Metropolitan Saba Esper, leader of the Antiochian Orthodox archdiocese in North America, was searching for a rare book by Oliver Clément of Paris -- the translation of a complex work written in French. While in Wichita two years ago, he went to Eighth Day Books to consult with owner Warren Farha.
"He smiled with his familiar joy, went to a far corner of the bookstore, and brought it to me. I could hardly imagine that he would have it -- yet there it was, in English," said the archbishop, in a letter read to mourners who filled the Cathedral of St. George for the May 26 funeral rites for Farha.

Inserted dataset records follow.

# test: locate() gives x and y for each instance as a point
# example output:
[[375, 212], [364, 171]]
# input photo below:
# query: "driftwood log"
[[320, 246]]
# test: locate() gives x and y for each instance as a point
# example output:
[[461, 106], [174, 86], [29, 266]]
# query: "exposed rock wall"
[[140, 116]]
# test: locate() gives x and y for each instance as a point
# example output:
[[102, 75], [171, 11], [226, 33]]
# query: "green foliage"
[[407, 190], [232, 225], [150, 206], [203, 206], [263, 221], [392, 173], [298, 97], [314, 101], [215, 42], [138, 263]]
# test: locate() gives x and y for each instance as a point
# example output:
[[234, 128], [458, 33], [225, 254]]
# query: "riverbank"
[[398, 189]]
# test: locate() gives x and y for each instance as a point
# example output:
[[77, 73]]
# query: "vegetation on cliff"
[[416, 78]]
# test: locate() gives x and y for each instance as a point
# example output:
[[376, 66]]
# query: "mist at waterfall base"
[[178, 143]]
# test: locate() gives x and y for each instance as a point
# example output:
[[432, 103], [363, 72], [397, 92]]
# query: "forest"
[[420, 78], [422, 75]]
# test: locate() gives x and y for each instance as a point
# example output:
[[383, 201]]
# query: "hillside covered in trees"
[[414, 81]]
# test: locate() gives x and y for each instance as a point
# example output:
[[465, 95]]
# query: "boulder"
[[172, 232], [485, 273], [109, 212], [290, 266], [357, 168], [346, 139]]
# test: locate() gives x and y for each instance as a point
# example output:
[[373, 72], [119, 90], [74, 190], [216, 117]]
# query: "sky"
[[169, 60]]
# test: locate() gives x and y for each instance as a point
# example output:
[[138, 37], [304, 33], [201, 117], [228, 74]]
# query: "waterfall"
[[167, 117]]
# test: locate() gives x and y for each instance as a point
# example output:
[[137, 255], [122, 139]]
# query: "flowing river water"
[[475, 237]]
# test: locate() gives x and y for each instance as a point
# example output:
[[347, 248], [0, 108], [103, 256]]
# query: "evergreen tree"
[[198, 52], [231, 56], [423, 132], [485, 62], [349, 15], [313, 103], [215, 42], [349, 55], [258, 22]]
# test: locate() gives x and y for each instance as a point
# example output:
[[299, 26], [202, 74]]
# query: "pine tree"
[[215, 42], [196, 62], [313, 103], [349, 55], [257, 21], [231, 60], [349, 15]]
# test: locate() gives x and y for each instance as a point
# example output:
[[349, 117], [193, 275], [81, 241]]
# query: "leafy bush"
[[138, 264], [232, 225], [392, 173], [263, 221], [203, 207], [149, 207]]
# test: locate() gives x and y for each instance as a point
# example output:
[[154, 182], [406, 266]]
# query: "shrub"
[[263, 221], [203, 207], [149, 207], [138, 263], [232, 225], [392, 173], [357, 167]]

Metropolitan Saba, originally from Syria, first encountered Farha during a 1995 trip to America that included a lengthy stay in Wichita.
"I was struck by his bright and cheerful face, which seemed to tell you that he came to you from a world purer and more radiant than the one in which we live," he added. "His warm smile, his spontaneous innocence, his quiet voice, and his remarkable calm -- these were all signs of God's presence within him and indications of a light descending upon him from on high."
Farha was more than an entrepreneur who built what the New York Times once described as a touchstone that "serves as a secret handshake among Christian book lovers, and its following reaches far beyond the heartland city it serves." It became a hub for conferences and projects with traditional Catholics, Lutherans and the Orthodox.
In an age of cookie-cutter chains and Internet stores, Eighth Day Books only sells books that its team truly wants visitors to read. The shelves are packed and floors stacked with around 46,000 books on its three stories and in the "Hobbit Hole" basement for children.
Farha was constantly asked if he was running a "Christian bookstore."